Algumas observações são importantes para o marinheiro de primeira viagem do circuito. Alan, por exemplo, vai competir de acordo com participações esporádicas vividas no SuperSurf - antigo nome do Brasil Surf Pro -, hoje marca própria de eventos do WQS.
Há dois anos, na praia do Cupe, entrou como convidado e encerrou na quinta posição. "Lembro disso com muito prazer. Então, não fico me considerando assim tão inexperiente na competição. É surfar o que sabe e passar as baterias", afirmou.
Uma estreia é emblemática.

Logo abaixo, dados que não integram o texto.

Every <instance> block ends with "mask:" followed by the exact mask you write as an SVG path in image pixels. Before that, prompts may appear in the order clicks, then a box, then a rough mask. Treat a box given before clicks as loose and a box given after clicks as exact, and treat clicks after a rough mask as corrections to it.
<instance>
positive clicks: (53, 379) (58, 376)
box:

Pela primeira vez, um surfista de Fernando de Noronha vai participar do Brasil Surf Pro - nesse formato que existe desde 2000. A honra é do talento Patrick Tamberg (Foto acima: Fábio Minduim/MAXSPORTS)
. Merecida, diga-se. Além de bom de tubo, afinal, o homem foi "criado" na Cacimba do Padre, está se dando bem em outros tipos de condições de mar.
Passou um tempo sem patrocínio, até a Greenish apostar no seu valor. A sua evolução evidente culminou na conquista da vaga por meio do Brasil Tour, cujo ranking é formado por resultados obtidos na Seletiva Petrobras e nos eventos regionais já realizados este ano. Essa é só uma das maneiras de participar do evento, sem fazer parte do grupo de elite - ser convidado pela organização do evento é outra.
Outros talentos da nova safra nacional também estão chegando e deixando as disputas mais árduas. "Todo mundo é muito bom. Então, é de se esperar um show de surfe", afirmou Alan, ressaltando a presença de surfistas como o potiguar Alan Jhones, campeão nordestino, também debutando, e dos pernambucanos Franklin Serpa - esse representando a Bahia - e César Molusco.